Friday, January 23, 2009

Turntable Turns the Tables on Time

I've just returned from a trip to California for a family visit and work on a special project.

I dug into the stacks of old 45s, 78s and LPs we listened to as kids.

Took my ION portable USB turntable and converted childhood memories into digital audio files (wav and m4a), complete with all the nostalgic crackle, pop and hiss.  We played those records by the hour, way back when.

The turntable is durable and lightweight, fit easily into my carry-on bag, raised no eyebrows passing through airport security, and was easy to set-up when I arrived.

When I got back, I found an amazing website that has dozens of Kiddie Records and their associated artwork (jackets, books, etc.) from the mid 1940's through early 1950's available for free download.
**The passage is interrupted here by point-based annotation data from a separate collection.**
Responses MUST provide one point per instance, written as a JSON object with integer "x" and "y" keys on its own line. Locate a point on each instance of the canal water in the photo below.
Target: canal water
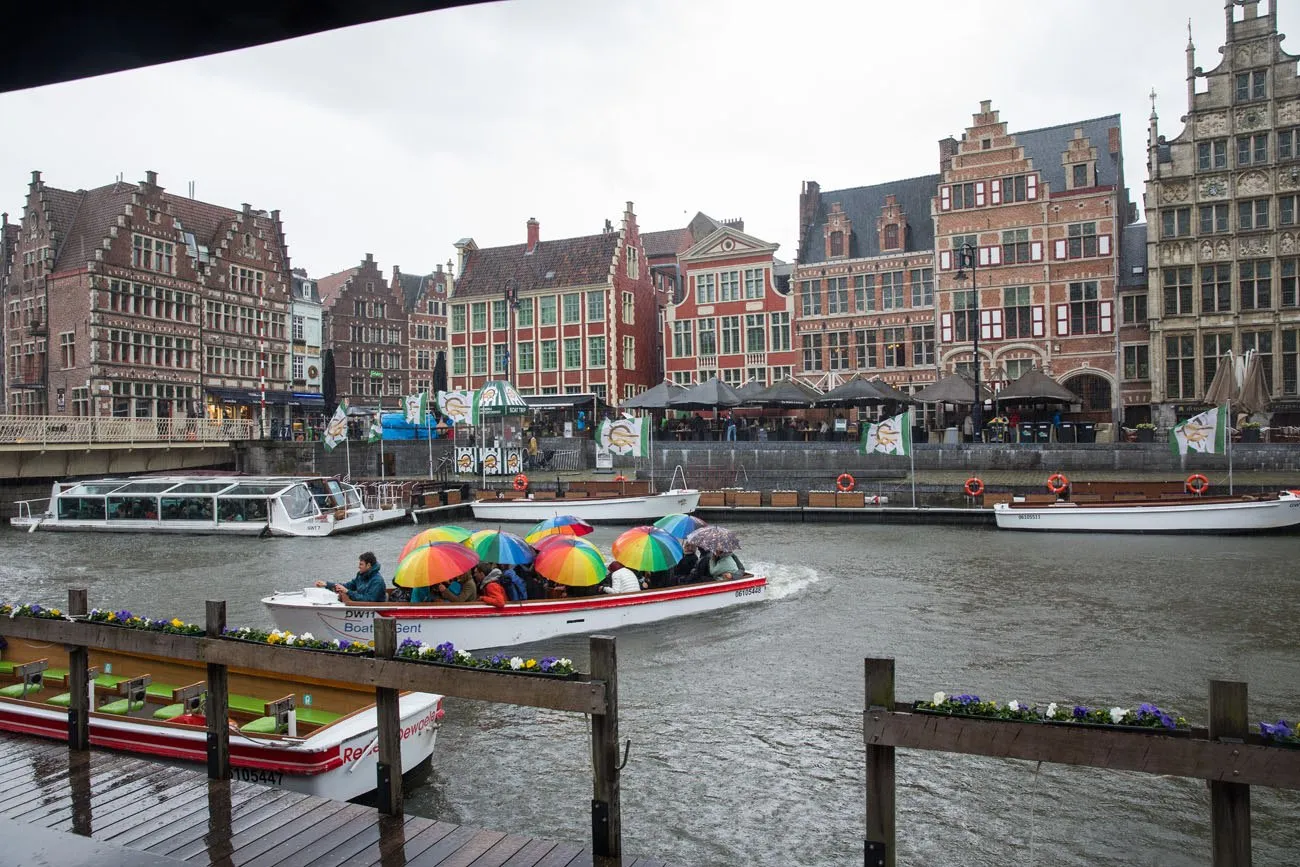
{"x": 745, "y": 725}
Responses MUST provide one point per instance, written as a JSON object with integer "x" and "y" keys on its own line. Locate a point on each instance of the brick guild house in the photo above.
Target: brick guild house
{"x": 568, "y": 316}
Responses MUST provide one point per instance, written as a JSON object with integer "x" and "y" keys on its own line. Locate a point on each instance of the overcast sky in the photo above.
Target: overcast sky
{"x": 401, "y": 137}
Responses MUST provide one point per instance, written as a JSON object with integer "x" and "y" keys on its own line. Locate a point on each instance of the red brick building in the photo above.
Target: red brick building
{"x": 364, "y": 323}
{"x": 129, "y": 300}
{"x": 580, "y": 313}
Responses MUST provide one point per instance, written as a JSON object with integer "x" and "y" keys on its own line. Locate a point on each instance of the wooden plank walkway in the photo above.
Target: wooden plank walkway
{"x": 177, "y": 815}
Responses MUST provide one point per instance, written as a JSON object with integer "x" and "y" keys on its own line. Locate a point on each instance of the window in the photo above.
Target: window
{"x": 1134, "y": 310}
{"x": 1084, "y": 308}
{"x": 1252, "y": 86}
{"x": 755, "y": 332}
{"x": 1017, "y": 312}
{"x": 865, "y": 293}
{"x": 596, "y": 306}
{"x": 731, "y": 334}
{"x": 707, "y": 329}
{"x": 1082, "y": 238}
{"x": 922, "y": 287}
{"x": 1213, "y": 219}
{"x": 1212, "y": 155}
{"x": 1175, "y": 222}
{"x": 706, "y": 289}
{"x": 572, "y": 352}
{"x": 780, "y": 332}
{"x": 728, "y": 286}
{"x": 922, "y": 345}
{"x": 1216, "y": 289}
{"x": 1252, "y": 215}
{"x": 892, "y": 291}
{"x": 1181, "y": 367}
{"x": 1252, "y": 150}
{"x": 810, "y": 297}
{"x": 1178, "y": 291}
{"x": 866, "y": 350}
{"x": 1255, "y": 285}
{"x": 837, "y": 295}
{"x": 811, "y": 351}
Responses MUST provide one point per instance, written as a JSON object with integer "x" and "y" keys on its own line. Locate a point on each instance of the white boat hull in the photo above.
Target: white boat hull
{"x": 609, "y": 510}
{"x": 476, "y": 625}
{"x": 1236, "y": 516}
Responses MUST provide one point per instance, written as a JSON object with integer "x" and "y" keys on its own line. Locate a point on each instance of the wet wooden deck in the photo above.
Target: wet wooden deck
{"x": 128, "y": 806}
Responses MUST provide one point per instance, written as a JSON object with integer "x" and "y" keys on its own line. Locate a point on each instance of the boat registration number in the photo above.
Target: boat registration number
{"x": 255, "y": 775}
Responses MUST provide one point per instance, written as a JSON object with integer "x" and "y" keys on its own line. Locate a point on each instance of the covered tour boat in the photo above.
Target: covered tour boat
{"x": 212, "y": 504}
{"x": 317, "y": 738}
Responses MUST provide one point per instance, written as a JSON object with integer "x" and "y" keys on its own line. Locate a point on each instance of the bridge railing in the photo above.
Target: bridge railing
{"x": 63, "y": 429}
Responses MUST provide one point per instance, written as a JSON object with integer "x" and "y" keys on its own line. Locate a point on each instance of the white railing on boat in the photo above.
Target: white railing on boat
{"x": 79, "y": 429}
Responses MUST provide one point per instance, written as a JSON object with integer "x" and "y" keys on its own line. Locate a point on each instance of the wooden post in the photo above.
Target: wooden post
{"x": 389, "y": 718}
{"x": 879, "y": 846}
{"x": 606, "y": 810}
{"x": 78, "y": 681}
{"x": 1230, "y": 802}
{"x": 219, "y": 701}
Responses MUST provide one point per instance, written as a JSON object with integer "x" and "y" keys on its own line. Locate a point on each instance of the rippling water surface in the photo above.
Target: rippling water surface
{"x": 746, "y": 724}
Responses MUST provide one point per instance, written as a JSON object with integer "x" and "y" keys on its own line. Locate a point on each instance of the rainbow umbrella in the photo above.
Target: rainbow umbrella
{"x": 434, "y": 563}
{"x": 570, "y": 560}
{"x": 648, "y": 549}
{"x": 445, "y": 533}
{"x": 558, "y": 525}
{"x": 679, "y": 527}
{"x": 498, "y": 546}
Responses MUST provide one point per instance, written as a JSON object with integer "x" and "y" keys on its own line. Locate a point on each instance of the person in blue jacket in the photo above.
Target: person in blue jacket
{"x": 367, "y": 586}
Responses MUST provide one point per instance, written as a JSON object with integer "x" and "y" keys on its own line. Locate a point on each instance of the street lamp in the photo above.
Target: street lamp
{"x": 966, "y": 258}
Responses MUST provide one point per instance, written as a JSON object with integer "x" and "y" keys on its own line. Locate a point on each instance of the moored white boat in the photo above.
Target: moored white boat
{"x": 1213, "y": 515}
{"x": 475, "y": 625}
{"x": 596, "y": 510}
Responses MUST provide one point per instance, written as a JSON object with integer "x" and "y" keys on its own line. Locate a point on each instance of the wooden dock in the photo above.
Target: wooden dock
{"x": 146, "y": 813}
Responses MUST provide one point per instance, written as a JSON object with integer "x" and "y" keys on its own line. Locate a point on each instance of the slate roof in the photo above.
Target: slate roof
{"x": 863, "y": 204}
{"x": 571, "y": 261}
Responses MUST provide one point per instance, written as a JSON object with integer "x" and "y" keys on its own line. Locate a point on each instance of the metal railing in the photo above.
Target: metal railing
{"x": 64, "y": 429}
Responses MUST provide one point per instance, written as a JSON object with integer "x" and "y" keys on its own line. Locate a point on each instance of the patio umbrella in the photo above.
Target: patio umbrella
{"x": 445, "y": 533}
{"x": 434, "y": 563}
{"x": 558, "y": 525}
{"x": 646, "y": 549}
{"x": 706, "y": 395}
{"x": 498, "y": 546}
{"x": 571, "y": 562}
{"x": 715, "y": 540}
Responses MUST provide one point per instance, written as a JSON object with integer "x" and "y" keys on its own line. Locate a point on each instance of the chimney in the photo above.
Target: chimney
{"x": 533, "y": 233}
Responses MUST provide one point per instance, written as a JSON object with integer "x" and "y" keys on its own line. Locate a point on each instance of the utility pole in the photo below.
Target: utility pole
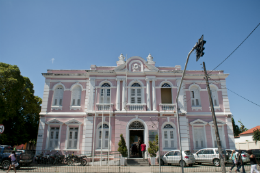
{"x": 215, "y": 122}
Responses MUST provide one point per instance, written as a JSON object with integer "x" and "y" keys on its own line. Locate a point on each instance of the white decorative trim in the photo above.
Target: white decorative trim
{"x": 128, "y": 134}
{"x": 57, "y": 84}
{"x": 76, "y": 84}
{"x": 56, "y": 107}
{"x": 75, "y": 107}
{"x": 196, "y": 108}
{"x": 175, "y": 135}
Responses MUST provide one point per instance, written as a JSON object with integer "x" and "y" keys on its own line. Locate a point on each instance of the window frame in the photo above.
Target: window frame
{"x": 168, "y": 133}
{"x": 98, "y": 130}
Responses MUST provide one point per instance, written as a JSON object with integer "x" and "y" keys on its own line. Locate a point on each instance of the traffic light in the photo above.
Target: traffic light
{"x": 200, "y": 48}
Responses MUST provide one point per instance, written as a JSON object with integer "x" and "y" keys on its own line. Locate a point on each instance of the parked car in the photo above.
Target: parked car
{"x": 209, "y": 155}
{"x": 5, "y": 161}
{"x": 174, "y": 157}
{"x": 244, "y": 154}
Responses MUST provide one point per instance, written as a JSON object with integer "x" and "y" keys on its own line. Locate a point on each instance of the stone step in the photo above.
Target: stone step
{"x": 137, "y": 162}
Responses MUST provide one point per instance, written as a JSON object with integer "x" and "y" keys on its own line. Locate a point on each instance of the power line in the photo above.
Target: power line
{"x": 235, "y": 49}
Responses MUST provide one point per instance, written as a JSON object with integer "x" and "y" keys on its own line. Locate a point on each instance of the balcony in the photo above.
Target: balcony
{"x": 104, "y": 106}
{"x": 136, "y": 107}
{"x": 167, "y": 107}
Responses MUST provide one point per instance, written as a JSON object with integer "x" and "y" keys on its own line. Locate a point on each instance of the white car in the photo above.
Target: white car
{"x": 209, "y": 155}
{"x": 174, "y": 157}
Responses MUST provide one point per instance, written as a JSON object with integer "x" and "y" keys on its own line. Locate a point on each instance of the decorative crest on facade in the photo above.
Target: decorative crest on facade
{"x": 136, "y": 125}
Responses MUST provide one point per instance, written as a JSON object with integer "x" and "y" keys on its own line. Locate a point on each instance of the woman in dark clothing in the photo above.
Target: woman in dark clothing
{"x": 253, "y": 162}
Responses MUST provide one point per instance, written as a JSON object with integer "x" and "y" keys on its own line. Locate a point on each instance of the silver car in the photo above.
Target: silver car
{"x": 174, "y": 158}
{"x": 209, "y": 155}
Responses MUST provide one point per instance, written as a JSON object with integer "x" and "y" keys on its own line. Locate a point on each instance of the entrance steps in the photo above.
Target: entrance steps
{"x": 137, "y": 162}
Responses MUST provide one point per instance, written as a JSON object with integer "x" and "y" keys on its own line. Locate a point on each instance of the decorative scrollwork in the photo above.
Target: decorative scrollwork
{"x": 105, "y": 126}
{"x": 105, "y": 85}
{"x": 165, "y": 85}
{"x": 168, "y": 126}
{"x": 136, "y": 125}
{"x": 136, "y": 85}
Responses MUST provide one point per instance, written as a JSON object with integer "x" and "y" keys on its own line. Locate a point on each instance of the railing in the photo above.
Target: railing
{"x": 136, "y": 107}
{"x": 104, "y": 106}
{"x": 167, "y": 107}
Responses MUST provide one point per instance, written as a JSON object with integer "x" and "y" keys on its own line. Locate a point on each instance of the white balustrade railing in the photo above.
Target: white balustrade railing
{"x": 104, "y": 106}
{"x": 136, "y": 107}
{"x": 167, "y": 107}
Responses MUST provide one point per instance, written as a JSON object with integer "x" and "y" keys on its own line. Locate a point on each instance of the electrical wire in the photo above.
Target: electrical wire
{"x": 235, "y": 49}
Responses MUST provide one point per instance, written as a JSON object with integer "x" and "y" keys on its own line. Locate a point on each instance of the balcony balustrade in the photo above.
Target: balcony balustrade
{"x": 136, "y": 107}
{"x": 167, "y": 107}
{"x": 104, "y": 106}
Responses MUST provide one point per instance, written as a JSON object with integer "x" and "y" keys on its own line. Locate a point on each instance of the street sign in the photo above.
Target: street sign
{"x": 2, "y": 128}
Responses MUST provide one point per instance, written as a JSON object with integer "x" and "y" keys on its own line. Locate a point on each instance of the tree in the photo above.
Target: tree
{"x": 236, "y": 128}
{"x": 122, "y": 146}
{"x": 256, "y": 135}
{"x": 242, "y": 127}
{"x": 153, "y": 147}
{"x": 19, "y": 108}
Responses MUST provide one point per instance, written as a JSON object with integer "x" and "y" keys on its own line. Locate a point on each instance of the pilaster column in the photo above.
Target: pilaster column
{"x": 148, "y": 94}
{"x": 91, "y": 93}
{"x": 123, "y": 95}
{"x": 154, "y": 95}
{"x": 118, "y": 95}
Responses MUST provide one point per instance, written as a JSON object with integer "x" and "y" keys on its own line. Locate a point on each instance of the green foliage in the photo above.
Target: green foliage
{"x": 19, "y": 108}
{"x": 256, "y": 135}
{"x": 153, "y": 147}
{"x": 242, "y": 127}
{"x": 236, "y": 128}
{"x": 122, "y": 146}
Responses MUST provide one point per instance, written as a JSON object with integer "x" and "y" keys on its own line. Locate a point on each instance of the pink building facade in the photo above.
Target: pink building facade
{"x": 136, "y": 99}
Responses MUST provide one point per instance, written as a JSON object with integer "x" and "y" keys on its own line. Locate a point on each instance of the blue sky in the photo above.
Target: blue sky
{"x": 80, "y": 33}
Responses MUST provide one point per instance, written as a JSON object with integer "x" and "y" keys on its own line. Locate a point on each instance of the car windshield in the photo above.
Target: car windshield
{"x": 187, "y": 152}
{"x": 223, "y": 151}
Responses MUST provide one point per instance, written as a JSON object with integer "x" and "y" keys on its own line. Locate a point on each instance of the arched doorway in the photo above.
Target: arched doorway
{"x": 136, "y": 137}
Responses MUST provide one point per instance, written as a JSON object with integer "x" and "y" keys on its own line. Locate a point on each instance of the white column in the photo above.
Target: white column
{"x": 118, "y": 95}
{"x": 154, "y": 95}
{"x": 40, "y": 135}
{"x": 91, "y": 93}
{"x": 148, "y": 94}
{"x": 123, "y": 95}
{"x": 45, "y": 95}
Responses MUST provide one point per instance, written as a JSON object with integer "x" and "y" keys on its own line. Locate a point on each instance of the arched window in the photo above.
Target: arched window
{"x": 195, "y": 96}
{"x": 136, "y": 93}
{"x": 214, "y": 94}
{"x": 168, "y": 136}
{"x": 166, "y": 93}
{"x": 105, "y": 93}
{"x": 104, "y": 136}
{"x": 58, "y": 95}
{"x": 76, "y": 96}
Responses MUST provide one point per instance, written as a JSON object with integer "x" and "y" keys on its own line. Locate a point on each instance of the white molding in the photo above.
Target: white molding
{"x": 174, "y": 138}
{"x": 57, "y": 84}
{"x": 128, "y": 133}
{"x": 56, "y": 107}
{"x": 76, "y": 84}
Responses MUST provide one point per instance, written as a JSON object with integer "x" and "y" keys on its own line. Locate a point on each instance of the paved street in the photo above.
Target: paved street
{"x": 137, "y": 169}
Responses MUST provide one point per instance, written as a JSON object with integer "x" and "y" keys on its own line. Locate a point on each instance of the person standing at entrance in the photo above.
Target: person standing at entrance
{"x": 143, "y": 148}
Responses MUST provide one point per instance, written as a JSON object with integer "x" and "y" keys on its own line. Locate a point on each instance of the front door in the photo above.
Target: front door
{"x": 136, "y": 139}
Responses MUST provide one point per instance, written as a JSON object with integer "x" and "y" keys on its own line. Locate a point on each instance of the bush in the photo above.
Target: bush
{"x": 122, "y": 146}
{"x": 153, "y": 147}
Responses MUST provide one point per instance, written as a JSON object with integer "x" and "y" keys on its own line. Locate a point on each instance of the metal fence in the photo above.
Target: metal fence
{"x": 69, "y": 161}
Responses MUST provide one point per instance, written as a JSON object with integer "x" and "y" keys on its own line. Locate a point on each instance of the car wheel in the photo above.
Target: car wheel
{"x": 6, "y": 164}
{"x": 182, "y": 163}
{"x": 216, "y": 162}
{"x": 83, "y": 162}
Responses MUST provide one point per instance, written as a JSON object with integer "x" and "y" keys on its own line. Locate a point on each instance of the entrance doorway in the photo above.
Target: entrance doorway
{"x": 136, "y": 139}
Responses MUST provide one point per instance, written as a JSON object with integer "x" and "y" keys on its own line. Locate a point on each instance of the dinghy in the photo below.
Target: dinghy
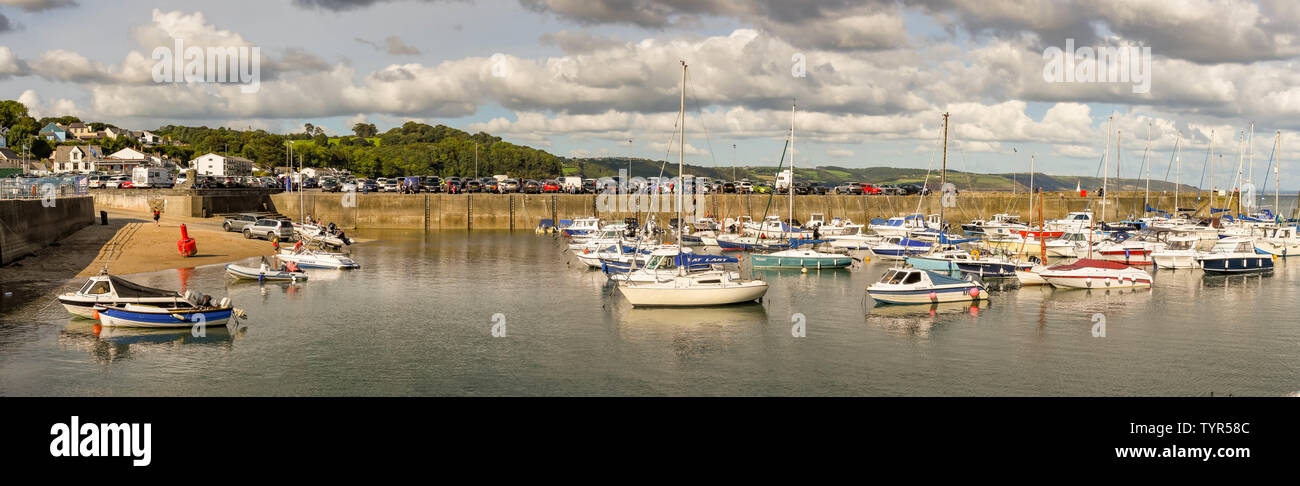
{"x": 198, "y": 309}
{"x": 108, "y": 290}
{"x": 265, "y": 272}
{"x": 1088, "y": 273}
{"x": 801, "y": 257}
{"x": 917, "y": 286}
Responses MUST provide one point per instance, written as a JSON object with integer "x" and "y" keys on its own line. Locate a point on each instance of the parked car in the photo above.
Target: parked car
{"x": 330, "y": 186}
{"x": 849, "y": 189}
{"x": 238, "y": 222}
{"x": 432, "y": 183}
{"x": 532, "y": 187}
{"x": 891, "y": 190}
{"x": 269, "y": 229}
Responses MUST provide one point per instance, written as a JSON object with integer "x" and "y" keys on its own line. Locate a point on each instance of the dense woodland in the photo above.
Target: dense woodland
{"x": 423, "y": 150}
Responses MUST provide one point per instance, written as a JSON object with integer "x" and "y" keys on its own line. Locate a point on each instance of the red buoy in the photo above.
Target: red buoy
{"x": 186, "y": 244}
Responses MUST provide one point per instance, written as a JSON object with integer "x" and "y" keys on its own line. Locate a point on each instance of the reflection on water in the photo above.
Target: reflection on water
{"x": 918, "y": 321}
{"x": 417, "y": 317}
{"x": 109, "y": 345}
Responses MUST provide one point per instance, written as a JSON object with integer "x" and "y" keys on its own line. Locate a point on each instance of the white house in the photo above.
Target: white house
{"x": 148, "y": 138}
{"x": 221, "y": 165}
{"x": 78, "y": 159}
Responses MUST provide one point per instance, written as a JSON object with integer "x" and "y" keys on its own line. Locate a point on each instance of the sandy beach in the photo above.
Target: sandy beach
{"x": 139, "y": 246}
{"x": 129, "y": 243}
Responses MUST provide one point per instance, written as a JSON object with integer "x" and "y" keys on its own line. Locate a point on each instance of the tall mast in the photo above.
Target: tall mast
{"x": 1105, "y": 168}
{"x": 681, "y": 156}
{"x": 1119, "y": 182}
{"x": 1145, "y": 161}
{"x": 1178, "y": 159}
{"x": 943, "y": 178}
{"x": 1212, "y": 174}
{"x": 792, "y": 165}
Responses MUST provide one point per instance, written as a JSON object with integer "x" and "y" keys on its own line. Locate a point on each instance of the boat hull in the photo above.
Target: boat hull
{"x": 116, "y": 317}
{"x": 241, "y": 272}
{"x": 927, "y": 295}
{"x": 800, "y": 261}
{"x": 666, "y": 295}
{"x": 1236, "y": 264}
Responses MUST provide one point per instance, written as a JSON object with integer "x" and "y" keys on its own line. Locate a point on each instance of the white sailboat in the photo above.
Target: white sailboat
{"x": 715, "y": 287}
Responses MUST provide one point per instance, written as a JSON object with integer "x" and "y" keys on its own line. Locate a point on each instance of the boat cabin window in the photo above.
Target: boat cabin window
{"x": 96, "y": 287}
{"x": 898, "y": 277}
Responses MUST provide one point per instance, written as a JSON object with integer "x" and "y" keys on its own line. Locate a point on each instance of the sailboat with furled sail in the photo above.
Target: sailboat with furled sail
{"x": 696, "y": 289}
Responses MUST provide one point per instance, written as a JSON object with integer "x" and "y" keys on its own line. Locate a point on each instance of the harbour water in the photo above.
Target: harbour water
{"x": 417, "y": 320}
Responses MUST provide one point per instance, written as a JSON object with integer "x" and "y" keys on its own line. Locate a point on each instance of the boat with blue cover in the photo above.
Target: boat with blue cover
{"x": 917, "y": 286}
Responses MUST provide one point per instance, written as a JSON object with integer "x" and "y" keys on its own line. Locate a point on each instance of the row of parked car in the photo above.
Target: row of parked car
{"x": 450, "y": 185}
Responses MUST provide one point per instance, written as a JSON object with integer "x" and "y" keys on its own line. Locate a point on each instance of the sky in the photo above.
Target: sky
{"x": 870, "y": 79}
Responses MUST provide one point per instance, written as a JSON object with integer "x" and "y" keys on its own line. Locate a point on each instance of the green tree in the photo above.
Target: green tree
{"x": 11, "y": 112}
{"x": 365, "y": 130}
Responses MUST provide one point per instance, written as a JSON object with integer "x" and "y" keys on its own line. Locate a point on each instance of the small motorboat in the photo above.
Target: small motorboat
{"x": 198, "y": 311}
{"x": 900, "y": 247}
{"x": 1031, "y": 277}
{"x": 1090, "y": 273}
{"x": 801, "y": 257}
{"x": 265, "y": 272}
{"x": 943, "y": 261}
{"x": 992, "y": 267}
{"x": 1278, "y": 241}
{"x": 1235, "y": 255}
{"x": 109, "y": 290}
{"x": 917, "y": 286}
{"x": 1179, "y": 252}
{"x": 702, "y": 289}
{"x": 308, "y": 257}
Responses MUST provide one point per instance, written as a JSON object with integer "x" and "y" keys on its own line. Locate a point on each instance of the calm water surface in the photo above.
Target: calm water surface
{"x": 416, "y": 320}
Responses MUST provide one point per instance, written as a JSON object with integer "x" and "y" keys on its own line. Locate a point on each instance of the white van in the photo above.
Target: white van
{"x": 152, "y": 177}
{"x": 571, "y": 183}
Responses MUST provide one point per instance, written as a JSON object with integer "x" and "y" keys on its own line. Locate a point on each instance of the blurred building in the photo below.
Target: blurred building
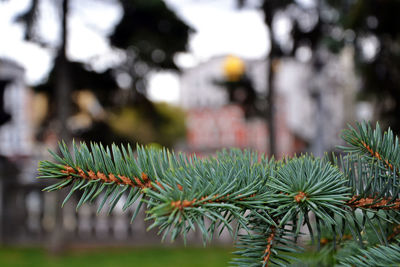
{"x": 16, "y": 134}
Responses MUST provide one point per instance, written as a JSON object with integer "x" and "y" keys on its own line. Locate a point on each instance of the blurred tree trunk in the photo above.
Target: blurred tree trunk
{"x": 63, "y": 90}
{"x": 273, "y": 55}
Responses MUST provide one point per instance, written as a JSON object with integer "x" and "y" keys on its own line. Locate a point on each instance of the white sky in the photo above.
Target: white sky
{"x": 220, "y": 29}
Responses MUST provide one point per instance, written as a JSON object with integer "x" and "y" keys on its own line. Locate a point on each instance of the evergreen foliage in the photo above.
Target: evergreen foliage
{"x": 272, "y": 203}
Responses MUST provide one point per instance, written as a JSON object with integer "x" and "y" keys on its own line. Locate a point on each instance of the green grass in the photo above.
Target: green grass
{"x": 118, "y": 257}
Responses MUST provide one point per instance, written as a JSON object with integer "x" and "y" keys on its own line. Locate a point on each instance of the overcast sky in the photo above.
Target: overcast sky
{"x": 220, "y": 29}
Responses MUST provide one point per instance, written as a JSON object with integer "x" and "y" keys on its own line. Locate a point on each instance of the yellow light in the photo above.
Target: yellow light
{"x": 233, "y": 68}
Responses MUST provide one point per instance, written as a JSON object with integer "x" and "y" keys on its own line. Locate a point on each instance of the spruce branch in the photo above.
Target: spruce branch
{"x": 375, "y": 256}
{"x": 270, "y": 200}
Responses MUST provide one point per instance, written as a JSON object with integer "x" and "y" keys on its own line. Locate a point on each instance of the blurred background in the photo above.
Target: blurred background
{"x": 277, "y": 76}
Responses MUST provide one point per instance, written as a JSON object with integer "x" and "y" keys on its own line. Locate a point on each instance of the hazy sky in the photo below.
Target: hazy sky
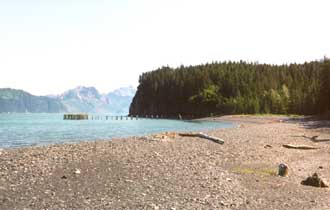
{"x": 48, "y": 46}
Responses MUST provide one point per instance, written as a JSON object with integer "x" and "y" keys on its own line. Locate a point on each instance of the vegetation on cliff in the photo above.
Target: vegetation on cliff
{"x": 234, "y": 88}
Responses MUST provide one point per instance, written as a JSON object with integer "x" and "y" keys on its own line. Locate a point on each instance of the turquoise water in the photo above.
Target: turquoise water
{"x": 18, "y": 130}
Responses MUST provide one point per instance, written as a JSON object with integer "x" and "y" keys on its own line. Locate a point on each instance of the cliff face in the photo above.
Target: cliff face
{"x": 12, "y": 100}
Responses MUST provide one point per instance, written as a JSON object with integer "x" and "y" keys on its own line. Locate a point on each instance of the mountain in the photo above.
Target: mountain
{"x": 88, "y": 99}
{"x": 79, "y": 99}
{"x": 12, "y": 100}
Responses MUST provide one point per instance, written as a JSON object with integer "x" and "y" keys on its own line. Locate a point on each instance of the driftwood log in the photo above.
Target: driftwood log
{"x": 204, "y": 136}
{"x": 306, "y": 147}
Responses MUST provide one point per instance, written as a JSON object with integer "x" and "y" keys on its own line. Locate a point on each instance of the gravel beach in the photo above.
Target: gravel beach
{"x": 175, "y": 173}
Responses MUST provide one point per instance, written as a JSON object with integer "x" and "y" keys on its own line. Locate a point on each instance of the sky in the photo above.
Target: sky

[I should make it clear that I wasn't around to hear these records when they were new.  They belonged first to my older brothers, my parents and grandparents--already scratched and well loved by the time I came along.]

What does all this have to do with the creative process or living a more contented life?

It's all about reclaiming the vividness of happy childhood memories.

Creative art making is dependent upon the ability to tap into childlike playfulness and curiosity at will.  What better way to access this mindset than to revisit joyful times from ones distant personal past?

For me, the pull of these old recordings was irresistible.  As I played them I found myself wearing an unsuppressible smile.  I finally had to get up and gave in to the urge to dance around.

For me, living a contented life is all about enjoying what is.  Happy memories from my childhood are things that will always be mine to enjoy.   They cost nothing and offer a guaranteed high.  

They also have the added benefit of helping to free my creative work in the present.

When I revisit the things I enjoyed as a 5-year-old it becomes impossible for me to take myself or anything else too seriously.  This sort of time travel enables me to approach my art with the  spontaneity and fearlessness I felt back then.  I can transport those feelings into the here-an-now on the scratchy strains from an old 45.

Now if you'll, please, excuse me.  I'm going to go listen again to my favorite well-worn recording of "I'm a Little Teapot," then the "Hukilau" song,  followed Guy Lombardo and his Royal Canadians playing "Stumbling" (link to an original piano roll MIDI file).